The itinerary of this first Drawing Week has taken in Castello Sforzesco, Cabinet Studiolo, Castiglioni, Galera San Soda, Francesca Minini, Galleria Fumagalli, Galleria Monica De Cardenas, Galleria Raffaella Cortese, kaufmann repetto, Loom Gallery, M77 Gallery, Mega, OPR Gallery, Schiavo-Zoppelli Gallery and Studio Guenzani.

The event has seen works by contemporary artists such as Riccardo Beretta, Marco Pio Mucci, Miss Goffetown, Dennis Oppenheim, Francesco Simeti, Marco Belfiore, Marcello Maloberti, Magdalena Suarez Frimkess, Marco Andrea Magni, Braco Dimitrijevic, Costanza Candeloro, Ettore Tripodi, Andrea Sala and Stefano Arienti juxtaposed with pieces created by great masters of the 20th century including Domenico Gnoli, Filippo de Pisis, Carol Rama, Mario Merz, Enrico Baj, Alighiero Boetti, Giorgio Morandi, Carla Accardi, Luciano Fabro, Giorgio de Chirico, Dadamaino and Ugo La Pietra through a series of shows that aimed to shed new light on the expressive medium of drawing.

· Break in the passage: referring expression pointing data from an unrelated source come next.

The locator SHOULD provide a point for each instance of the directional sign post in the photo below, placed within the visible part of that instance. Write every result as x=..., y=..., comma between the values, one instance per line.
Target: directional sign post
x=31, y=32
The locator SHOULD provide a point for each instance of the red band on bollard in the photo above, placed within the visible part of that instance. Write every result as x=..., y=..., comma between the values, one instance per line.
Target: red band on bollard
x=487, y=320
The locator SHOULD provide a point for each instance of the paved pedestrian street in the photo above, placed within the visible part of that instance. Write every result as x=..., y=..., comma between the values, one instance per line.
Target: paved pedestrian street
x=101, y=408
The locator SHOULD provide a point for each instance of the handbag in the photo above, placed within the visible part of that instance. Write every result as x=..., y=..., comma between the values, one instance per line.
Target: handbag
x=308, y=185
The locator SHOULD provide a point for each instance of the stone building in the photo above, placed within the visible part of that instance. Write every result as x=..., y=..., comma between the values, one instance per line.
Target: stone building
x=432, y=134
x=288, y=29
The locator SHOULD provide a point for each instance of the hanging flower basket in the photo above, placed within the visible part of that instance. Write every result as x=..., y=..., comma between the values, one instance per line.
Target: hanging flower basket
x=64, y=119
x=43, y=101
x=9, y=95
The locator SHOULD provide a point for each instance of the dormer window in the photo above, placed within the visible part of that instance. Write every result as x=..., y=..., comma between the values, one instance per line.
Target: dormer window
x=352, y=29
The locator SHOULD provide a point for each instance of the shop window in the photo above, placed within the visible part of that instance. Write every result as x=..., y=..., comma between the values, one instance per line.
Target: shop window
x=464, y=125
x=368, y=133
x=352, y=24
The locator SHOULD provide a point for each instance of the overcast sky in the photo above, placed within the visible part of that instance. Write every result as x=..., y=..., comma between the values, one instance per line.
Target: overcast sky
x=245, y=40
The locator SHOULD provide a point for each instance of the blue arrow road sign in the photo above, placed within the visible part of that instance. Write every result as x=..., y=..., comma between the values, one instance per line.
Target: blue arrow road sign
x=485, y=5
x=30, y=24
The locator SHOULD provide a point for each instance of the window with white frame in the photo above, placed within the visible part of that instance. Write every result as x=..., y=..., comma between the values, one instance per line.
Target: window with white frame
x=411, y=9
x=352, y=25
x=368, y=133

Comparing and contrasting modern and contemporary imagery expands our understanding of this unique practice – one that enables artists to imagine while they create, capturing their thoughts on paper with immediacy and spontaneity. Another relationship – this time with much older drawing – was explored in the exhibition Tiepolo, Canaletto e i maestri del Settecento veneziano (Tiepolo, Canaletto and the Masters of Eighteenth-century Venice) at the Gabinetto dei Disegni, Castello Sforzesco, which featured a delicate ink landscape by Domenico Gnoli on loan from Collezione Ramo that is highly evocative of Tiepolo’s Capricci.

With Milano Drawing Week Collezione Ramo renew its bond with the city, making it fertile ground for new reflections on drawing and bringing together a range of different exhibition programmes, collections and institutions. Irina Zucca Alessandrelli, Curator of Collezione Ramo, says: “Milano Drawing Week represents the first step toward promoting a greater interest in this silent and revolutionary practice, revealing the world to us through the imagery of contemporary artists conscious of their relationship with the past.”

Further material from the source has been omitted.